A staggering amount of information is conveyed in one patient’s medical records: vaccinations, allergies, records of mysterious aches and pains that were never linked to a cause. Then, of course, there are the lists of prescribed medications over the years. Even in the digital era today’s doctors typically record that medical hodgepodge in their own idiosyncratic or customized ways. And that’s even before genetic analyses entered the picture.

The situation has become even more opaque with the introduction of that new massive data set. Now a clutch of scientists and researchers are grappling with how to reconcile expanding, nonstandardized patient data and record-keeping ahead of the first stages of the White House’s Precision Medicine Initiative, an effort to offer more individualized care. The research group’s task during the past few months has been to prescribe how to draw together health information and DNA data points for one million patients and their medical records.
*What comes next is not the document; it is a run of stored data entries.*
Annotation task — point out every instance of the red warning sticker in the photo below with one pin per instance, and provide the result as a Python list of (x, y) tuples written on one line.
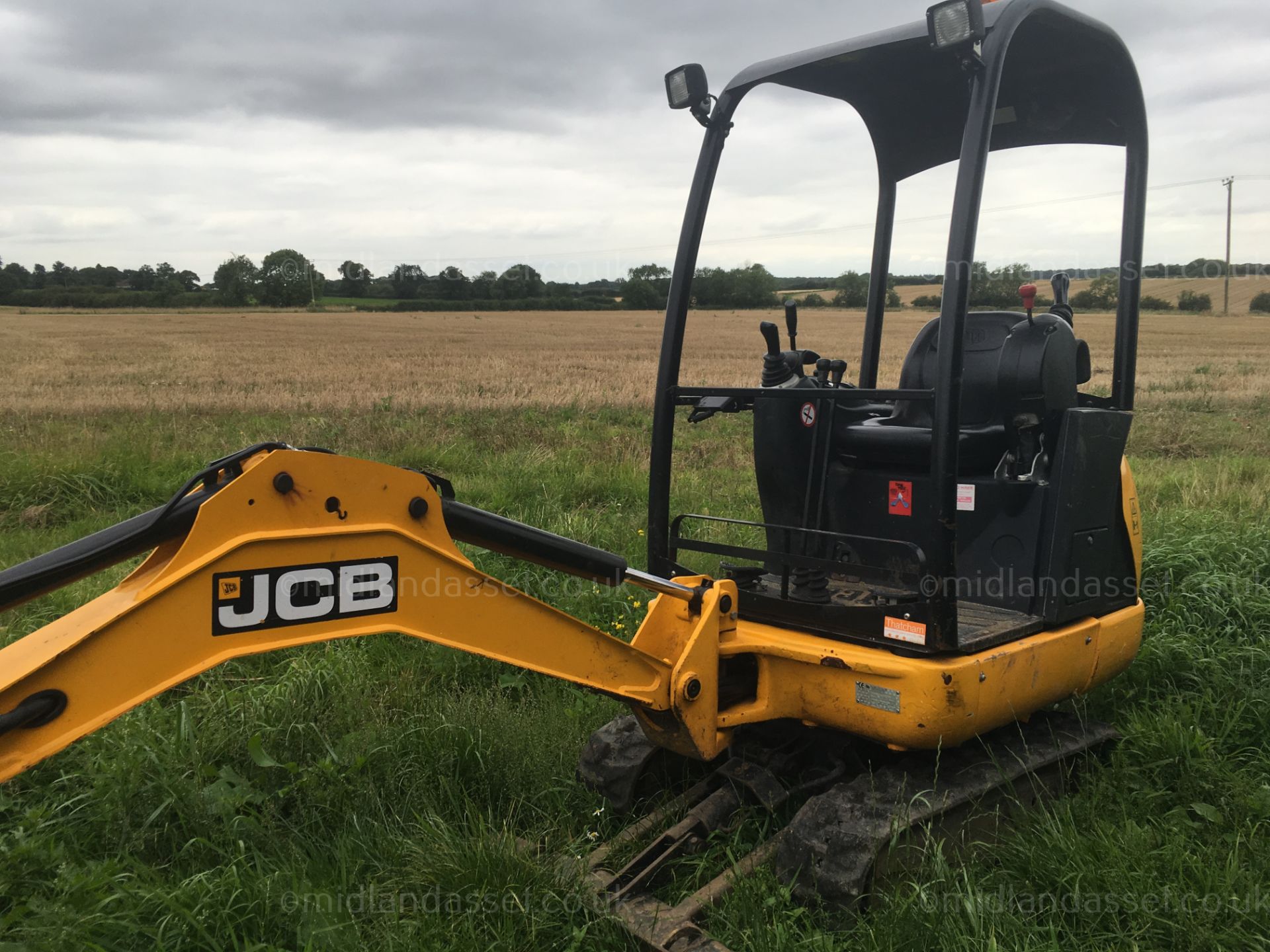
[(900, 498), (905, 630)]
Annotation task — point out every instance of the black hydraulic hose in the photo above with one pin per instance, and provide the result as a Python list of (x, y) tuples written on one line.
[(515, 539), (98, 551), (40, 709)]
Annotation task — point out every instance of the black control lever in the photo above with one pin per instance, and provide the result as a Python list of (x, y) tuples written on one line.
[(1061, 284), (773, 337)]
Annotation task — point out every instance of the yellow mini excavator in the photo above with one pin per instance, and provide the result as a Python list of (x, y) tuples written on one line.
[(937, 565)]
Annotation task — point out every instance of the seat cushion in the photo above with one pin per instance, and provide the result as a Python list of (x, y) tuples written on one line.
[(883, 442)]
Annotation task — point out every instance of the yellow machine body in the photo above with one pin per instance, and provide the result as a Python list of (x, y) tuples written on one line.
[(224, 590)]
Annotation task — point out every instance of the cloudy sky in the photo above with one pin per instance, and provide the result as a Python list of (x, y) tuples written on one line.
[(486, 134)]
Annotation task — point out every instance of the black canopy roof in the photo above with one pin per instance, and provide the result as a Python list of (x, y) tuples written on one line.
[(1066, 79)]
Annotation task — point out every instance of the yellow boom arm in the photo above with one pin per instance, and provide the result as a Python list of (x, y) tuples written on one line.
[(306, 546), (285, 547)]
Few models exist for this audacious task. Still, the advisory group taking on this challenge is attempting to forge ahead with minds from the public sector, hospitals and also private organizations like the Bill & Melinda Gates Foundation and Google X. So what have they come up with?

On September 17 the group of almost two dozen individuals charged with drawing up the blueprints issued its final report for what that effort would look like. Its recommendations will help define what can be learned from this massive study and what success would look like five and 10 years out.
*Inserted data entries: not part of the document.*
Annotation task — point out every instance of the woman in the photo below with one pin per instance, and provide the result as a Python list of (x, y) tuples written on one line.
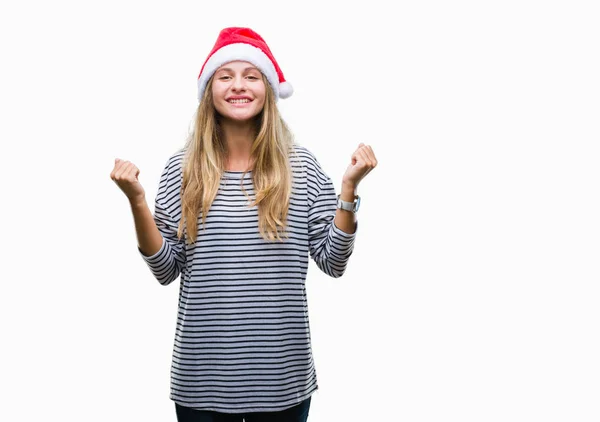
[(238, 211)]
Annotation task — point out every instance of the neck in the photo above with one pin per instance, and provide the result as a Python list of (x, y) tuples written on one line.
[(238, 138)]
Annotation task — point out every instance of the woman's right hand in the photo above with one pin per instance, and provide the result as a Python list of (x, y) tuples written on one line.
[(125, 175)]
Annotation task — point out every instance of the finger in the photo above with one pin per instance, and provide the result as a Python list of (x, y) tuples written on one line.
[(365, 158)]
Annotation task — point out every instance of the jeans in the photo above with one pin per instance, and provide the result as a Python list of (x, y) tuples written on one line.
[(298, 413)]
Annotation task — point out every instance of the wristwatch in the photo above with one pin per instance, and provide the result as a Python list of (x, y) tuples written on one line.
[(349, 206)]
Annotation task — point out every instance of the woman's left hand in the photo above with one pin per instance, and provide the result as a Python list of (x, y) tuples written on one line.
[(362, 162)]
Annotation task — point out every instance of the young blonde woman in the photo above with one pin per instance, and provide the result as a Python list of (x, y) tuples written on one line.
[(239, 210)]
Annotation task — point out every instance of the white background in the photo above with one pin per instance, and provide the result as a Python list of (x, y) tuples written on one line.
[(473, 290)]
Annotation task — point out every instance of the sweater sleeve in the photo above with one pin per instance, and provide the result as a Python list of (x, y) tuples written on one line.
[(330, 247), (167, 264)]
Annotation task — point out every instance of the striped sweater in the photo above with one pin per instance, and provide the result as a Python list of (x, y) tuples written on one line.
[(242, 341)]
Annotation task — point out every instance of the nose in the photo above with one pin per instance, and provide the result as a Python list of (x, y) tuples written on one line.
[(238, 84)]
In their report the team suggests that one million participants could be recruited within about four years—either through individuals volunteering directly or with the help of health care providers like Kaiser Permanente who could ask patients to participate. The Precision Medicine Initiative could also draw from subject pools enrolled in prior studies with robust health records, provided they also enroll in this new data study. Taking steps to make sure the study sample is diverse—by race, sex, age and health status—will be a key priority to making this project work and getting strong data, the group notes.

The advisory group also fleshed out what volunteers could expect. Patients will have access to their own information via a central cloud as well as aggregate data. Volunteers signing up to be part of this project would agree to be recontacted, take a baseline health exam, share their electronic health care records and provide a biospecimen—most likely blood. Initially, the database hub would include information from electronic medical records, health insurance organizations, participant surveys, mobile health technologies and biologic investigations.
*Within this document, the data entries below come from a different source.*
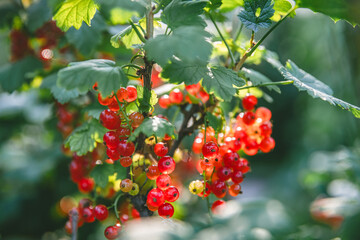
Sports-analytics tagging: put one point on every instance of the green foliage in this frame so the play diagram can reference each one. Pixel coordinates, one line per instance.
(127, 36)
(87, 38)
(62, 95)
(188, 43)
(146, 102)
(214, 122)
(221, 81)
(257, 78)
(73, 12)
(253, 20)
(154, 126)
(83, 75)
(306, 82)
(12, 76)
(189, 73)
(85, 138)
(179, 13)
(37, 14)
(101, 173)
(336, 9)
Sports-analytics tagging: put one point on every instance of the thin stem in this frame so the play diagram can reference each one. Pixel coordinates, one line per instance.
(253, 48)
(268, 84)
(223, 39)
(137, 31)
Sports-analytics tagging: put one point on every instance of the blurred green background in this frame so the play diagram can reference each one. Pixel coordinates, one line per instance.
(317, 153)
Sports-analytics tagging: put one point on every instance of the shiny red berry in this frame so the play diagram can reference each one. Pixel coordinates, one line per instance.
(163, 181)
(101, 212)
(109, 119)
(166, 210)
(160, 149)
(171, 194)
(166, 165)
(249, 102)
(210, 149)
(156, 197)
The report was scant on details about how to overcome significant hurdles regarding privacy, data storage and the research cohort itself beyond noting that the data should be centrally located and safeguarded against unintended release. One way to do that, the committee said, is to seek to request an exemption under the Freedom of Information Act for release of genomic and related data held by the federal government. The National Institutes of Health should also pursue legislation that would penalize unauthorized identification or contacting of participants. When it comes to sensor technologies used for this work to record health information about details on movement or sleep patterns, for example, the initiative should only work with companies that maintain strong security and privacy measures and agree not to see or use information generated from this cohort unless it is expressly agreed to by participants, they wrote.

Even with these recommendations, “there are a lot of things that still need further investigation,” NIH Director Francis Collins said after his advisory committee approved the report. In the short term, Josephine Briggs, the current director of NIH’s National Center for Complementary and Integrative Health will serve as the acting director of the precision medicine effort, charged with implementing these recommendations and overseeing patient recruitment that is slated to start in 2016.

Beyond these short-term obstacles researchers are seeking out a bold new world where patients consistently have the correct drug at the correct time for whatever ails them. Nevertheless, certain formidable realities about precision medicine also continue to go unaddressed. For one thing, it is currently difficult to find drugs tailored to an individual patient’s DNA and particular needs. Drug discovery is expensive, and spending millions of dollars to develop pharmaceuticals that may only help a tiny fraction of patients is, from a business perspective, often outside of the question.

Also, although the price for whole genome sequencing has dropped in the past decade from about $22 million to as little as $1,000 per human genome, there are still far, far more questions than answers about what a specific mutation may mean when it comes to disease. A mutation in a particular gene such as BRCA1 or BRCA2 may indicate an increased likelihood of developing breast or ovarian cancer but it is no guarantee for disease. There is also the training obstacle: Technicians must somehow achieve uniformity in reading and interpreting genetic sequence results.

Eventually, the report notes, the massive data hub could include self-reports on diet, details on medication use derived from insurance billing codes and even passively collected information gathered by wearable sensors and mobile phone apps.

The long-term goal of the president’s initiative is to shore up a massive health care database that researchers can harvest again and again for trends on medical information, genome analysis and other biomedical data as specific as the composition of our microbiomes. With this new blueprint from the advisory committee, supporters of the Precision Medicine Initiative are at least getting their first glimpses of how tailored medicine truly aspires to become and how much is left to learn.